Growing inference demand has been driven largely by social media companies like Meta, Nvidia’s leadership says. Unlike cloud providers that are primarily focused, at least for now, on building AI tools for corporate applications, Meta and other “consumer internet” firms are building AI for their own consumer-facing products like digital assistants or video production tools. As millions of consumers begin using those products, the need for inference computing grows.

This may be reflected in a geographic shift in data center demand.

While training can be done in highly centralized data center clusters that can be located anywhere, inference computing needs to happen near where the users of these products are located. Until now, much of the AI-driven data center development has been training-oriented. But as inference grows, experts expect increased demand for AI-capable data centers in primary markets, close to major population centers where the users of these products live.

“Some of the inference-based AI will be very latency sensitive,” Pat Lynch, executive managing director of CBRE Data Center Solutions, told Bisnow last week. “These aren't gigawatt deployments. But these are multiple megawatt deployments that are going to be dropped in every major city around the globe.”

While the bulk of Nvidia’s data center sales came from its Hopper line of IT gear, the company launched its next generation Blackwell line of processors in March and expects the new chips to drive a growing share of revenue starting in Q2. Blackwell marks a significant step up in performance from predecessors like Hopper.  

Blackwell also produces far more heat, with top-end chips used by firms like OpenAI now requiring that data centers use liquid cooling systems. Yet the vast majority of data centers are air cooled, with retrofits for liquid cooling often prohibitively difficult and expensive.  

Analysts have expressed concern that the pace of chip innovation is outpacing the supply of new data centers built to support these technologies, particularly as Nvidia plans to continue releasing new generations of processors each year.  

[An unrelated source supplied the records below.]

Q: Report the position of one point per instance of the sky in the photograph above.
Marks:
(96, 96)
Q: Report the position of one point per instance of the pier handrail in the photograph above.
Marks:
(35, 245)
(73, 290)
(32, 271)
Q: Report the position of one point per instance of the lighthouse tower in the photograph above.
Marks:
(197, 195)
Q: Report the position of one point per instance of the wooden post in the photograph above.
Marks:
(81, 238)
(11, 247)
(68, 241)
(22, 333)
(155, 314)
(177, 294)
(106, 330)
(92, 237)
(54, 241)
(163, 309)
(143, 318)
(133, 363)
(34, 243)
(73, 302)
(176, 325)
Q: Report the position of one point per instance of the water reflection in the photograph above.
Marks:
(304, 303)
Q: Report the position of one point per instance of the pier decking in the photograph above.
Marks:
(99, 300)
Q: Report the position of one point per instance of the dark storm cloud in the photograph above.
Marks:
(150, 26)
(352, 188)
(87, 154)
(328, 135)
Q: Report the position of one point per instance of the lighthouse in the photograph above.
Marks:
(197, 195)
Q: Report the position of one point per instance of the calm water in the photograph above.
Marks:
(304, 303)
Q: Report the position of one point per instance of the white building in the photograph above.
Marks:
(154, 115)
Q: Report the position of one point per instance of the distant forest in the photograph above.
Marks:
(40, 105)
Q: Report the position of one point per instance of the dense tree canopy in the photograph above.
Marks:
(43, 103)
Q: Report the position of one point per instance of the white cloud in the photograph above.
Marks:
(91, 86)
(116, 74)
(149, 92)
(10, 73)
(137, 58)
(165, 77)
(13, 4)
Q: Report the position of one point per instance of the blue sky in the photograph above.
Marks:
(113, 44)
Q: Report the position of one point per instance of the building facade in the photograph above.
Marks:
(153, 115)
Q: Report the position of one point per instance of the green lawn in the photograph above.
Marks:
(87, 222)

But Huang said the data center industry will be ready. He said Nvidia has been engaging proactively with data center providers and tenants, as well as the manufacturers of cooling gear and other operations equipment, letting them know well in advance of new product launches what infrastructure will be required to support them so they can have adequate runway to prepare.  

“We have been priming the pump, if you will, with the entire ecosystem, getting them ready for liquid cooling,” Huang said. “No one is going to be surprised.”  

UPDATE, MAY 23, 5:20 P.M. ET: This story has been updated with additional context and commentary from Nvidia's earnings call.